Stabilized IPWs and Cox PH

  • If a person has treatment \(x_i\) but was highly unlikely to have received it, then their observations receive a very large weight.
  • This may lead to too much variance, so we use stabilized weights instead:

\[ \begin{align*} \hat{sw}_i &= \frac{\hat{Pr}(X_i=x_i)}{\hat{Pr}(X_i=x_i|\bZi=\bzi)} \\ \end{align*} \]

  • A Cox PH model uses covariates to model the hazard rate:

\[h(t;\boldsymbol z) = h_0(t) \exp\{\boldsymbol\gamma^T \boldsymbol z \} \]

  • Results can be combined with a non-parametric survival function: \(\hat{S}_j = [\hat{S}_0(t_j)]^{\exp\{\hat{\boldsymbol\gamma}^T \boldsymbol z\}}\)

Example: recurrence of Ewing's sarcoma

  • Disease-free survival for 76 Ewing's sarcoma patients, 47 of whom received a novel treatment, while 29 received a standard treatment, as well as information on whether a patient had abnormally high or normal serum lactic acid dehydrogenase (LDH) enzyme levels.
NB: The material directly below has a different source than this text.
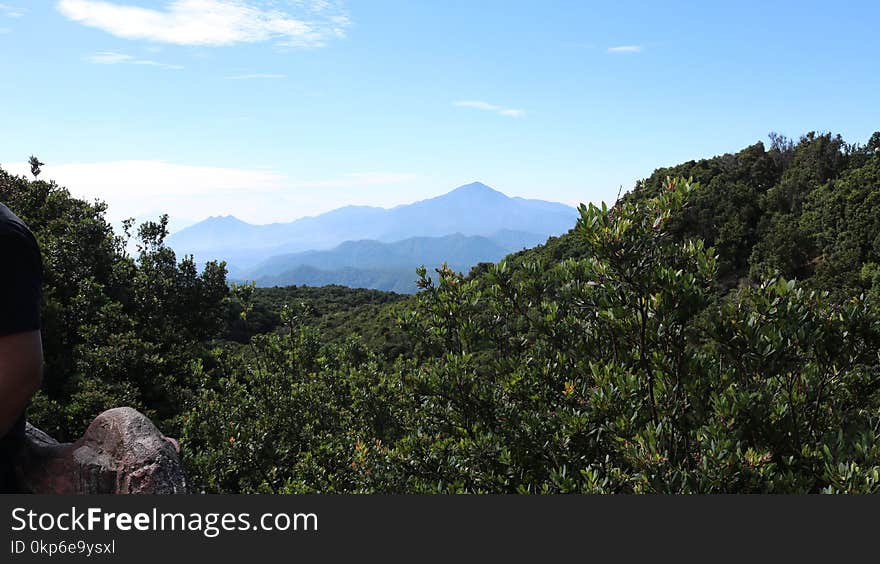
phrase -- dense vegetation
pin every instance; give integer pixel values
(716, 330)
Example: recurrence of Ewing's sarcoma

     

Table 1: Stabalized IPWs
LDH Treatment N P(X=x) P(X=x| Z) w sw Pseudo N
High Novel 12 0.62 0.39 2.58 1.60 19.20
High Standard 19 0.38 0.61 1.63 0.62 11.80
Normal Novel 35 0.62 0.78 1.29 0.80 28
Normal Standard 10 0.38 0.22 4.50 1.72 17.20

Example: recurrence of Ewing's sarcoma

Table 2: Cox-PH regression estimates (exponential)
Biased Controlled Weighted
(1) (2) (3)
Treatment 0.53 1.12 1.09
(0.30, 0.96) (0.59, 2.11) (0.60, 1.98)
p = 0.04 p = 0.74 p = 0.77
LDH status 7.99
(3.96, 16.13)
p = 0.00
Observations 76 76 76

KM-Adjusted Curve

  • Stratified approach: \(\hat{S}_{j,x} = \hat{S}_{0,x}(t_j)\), for \(x=\{0,1\}\).
  • Marginal approach: \(\hat{S}_j = [\hat{S}_0(t_j)]^{\exp\{\hat{\beta} x \}}\), for \(x=\{0,1\}\).

References

Cole, Stephen R., and Miguel A. Hernán. 2004. “Adjusted Survival Curves with Inverse Probability Weights.” Computer Methods and Programs in Biomedicine 75: 45–49.

Nieto, Javier, and Josef Coresh. 1996. “Adjusting Survival Curves for Confounders: A Review and a New Method.” American Journal of Epidemiology 143: 1059–68.

Robins, J.M. 1998. “Marginal Structural Models.” American Statistical Association, Section on Bayesian Statistical Science 1997 Proceedings: 1–10.

Robins, J.M., M.A. Hernán, and B. Brumback. 2000. “Marginal Structural Models and Causal Inference in Epidemiology.” Epidemiology 11: 550–60.